Wood Eating Centipede
Centipedes are carnivorous arthropods and are not likely to consume wood. In actuality, arthropods commonly known as wood eating centipedes are millipedes. While millipedes do closely resemble centipedes, millipedes are herbivores and detritivores, subsisting on dead and decaying plant material, including wood. On occasion, the millipede also consumes living plants.
Millipedes are elongated arthropods with segmented bodies and multiple pairs of legs. While the Siphonophora millepeda and Illacme plenipes species may have up to 750 legs, there are no species that truly possess one thousand legs. Millipedes known as wood eating centipedes have between 47 and 197 pairs of legs. When a millipede moves, these legs tread the ground in a wave-like motion.
The first segment of the millipede does not include legs and only one pair of legs is present on the second, third and fourth segments.
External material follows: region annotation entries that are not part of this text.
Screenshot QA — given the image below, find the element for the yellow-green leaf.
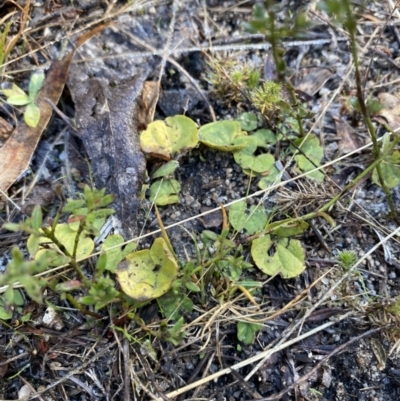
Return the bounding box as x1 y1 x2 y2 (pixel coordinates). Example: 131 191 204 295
140 115 198 160
24 103 40 127
115 238 178 301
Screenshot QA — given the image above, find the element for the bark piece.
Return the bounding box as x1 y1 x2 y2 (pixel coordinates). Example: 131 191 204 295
69 71 147 238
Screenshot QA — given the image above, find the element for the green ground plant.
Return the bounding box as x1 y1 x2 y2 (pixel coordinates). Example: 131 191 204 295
0 70 44 127
0 0 400 344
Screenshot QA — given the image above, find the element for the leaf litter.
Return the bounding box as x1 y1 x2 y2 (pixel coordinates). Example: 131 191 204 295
0 0 396 400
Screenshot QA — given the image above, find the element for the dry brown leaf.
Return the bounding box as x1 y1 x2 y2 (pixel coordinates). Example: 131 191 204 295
0 24 110 192
334 118 364 155
137 81 160 132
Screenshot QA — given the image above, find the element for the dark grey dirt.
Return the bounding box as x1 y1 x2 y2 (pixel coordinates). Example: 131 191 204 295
0 0 400 401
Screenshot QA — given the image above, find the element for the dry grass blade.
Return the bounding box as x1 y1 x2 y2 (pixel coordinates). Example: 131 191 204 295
0 24 110 192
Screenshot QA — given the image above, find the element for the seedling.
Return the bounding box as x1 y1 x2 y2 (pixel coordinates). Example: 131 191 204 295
0 70 44 127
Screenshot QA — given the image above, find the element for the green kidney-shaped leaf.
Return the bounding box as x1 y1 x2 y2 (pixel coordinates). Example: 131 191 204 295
372 150 400 188
29 71 44 102
237 322 262 344
140 115 198 160
101 234 137 273
150 180 181 206
199 120 246 152
229 200 267 235
1 83 29 101
237 113 258 131
115 238 178 301
251 235 305 279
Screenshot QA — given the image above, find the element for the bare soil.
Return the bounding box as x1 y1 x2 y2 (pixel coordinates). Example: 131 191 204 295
0 0 400 401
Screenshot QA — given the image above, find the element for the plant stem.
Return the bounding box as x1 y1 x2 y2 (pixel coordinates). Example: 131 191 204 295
43 227 87 285
344 0 400 224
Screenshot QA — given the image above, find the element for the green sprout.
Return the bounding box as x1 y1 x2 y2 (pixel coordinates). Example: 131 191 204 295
2 71 44 127
250 81 283 115
337 250 358 270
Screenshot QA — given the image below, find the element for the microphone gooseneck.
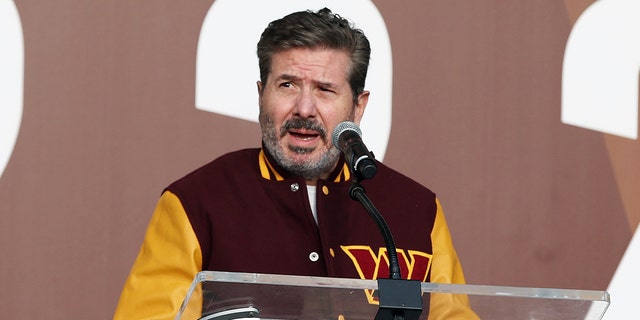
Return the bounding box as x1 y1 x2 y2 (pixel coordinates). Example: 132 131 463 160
332 121 428 320
331 121 378 180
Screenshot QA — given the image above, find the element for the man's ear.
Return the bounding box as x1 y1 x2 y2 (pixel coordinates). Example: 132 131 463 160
353 91 369 126
256 80 263 107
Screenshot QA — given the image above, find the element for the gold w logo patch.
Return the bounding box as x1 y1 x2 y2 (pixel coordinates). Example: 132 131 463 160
340 245 433 304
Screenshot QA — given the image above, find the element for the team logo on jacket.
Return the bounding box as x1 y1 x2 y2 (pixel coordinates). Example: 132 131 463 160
340 245 433 304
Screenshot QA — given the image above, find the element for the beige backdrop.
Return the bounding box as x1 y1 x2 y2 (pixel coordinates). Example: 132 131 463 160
0 0 640 319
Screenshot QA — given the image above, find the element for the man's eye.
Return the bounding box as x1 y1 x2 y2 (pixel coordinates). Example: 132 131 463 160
320 87 333 92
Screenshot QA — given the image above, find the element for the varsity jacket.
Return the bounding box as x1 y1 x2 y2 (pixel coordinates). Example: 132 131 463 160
114 149 475 320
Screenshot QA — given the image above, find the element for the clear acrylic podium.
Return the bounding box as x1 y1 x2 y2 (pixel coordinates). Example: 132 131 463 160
175 271 610 320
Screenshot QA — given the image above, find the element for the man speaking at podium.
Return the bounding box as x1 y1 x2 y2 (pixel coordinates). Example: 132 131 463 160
114 8 475 320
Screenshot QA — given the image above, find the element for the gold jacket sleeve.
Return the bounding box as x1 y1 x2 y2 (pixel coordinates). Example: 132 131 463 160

The first three segments compose the thorax of the creature, while the fourth marks the start of the abdomen. For a wood-eating centipede to be identified as a millipede, it must be subcylindrical in form or circular in cross section. In contrast, centipedes appear flattened.
Millipedes are terrestrial arthropods. They dwell in moist habitats such as the undersides of rocks, hollows of rotting logs and beneath leaf debris and soil. An adult millipede measures between two millimeters and 30 centimeters in length. Millipedes possess a calcified exoskeleton, which molts away with subsequent growth.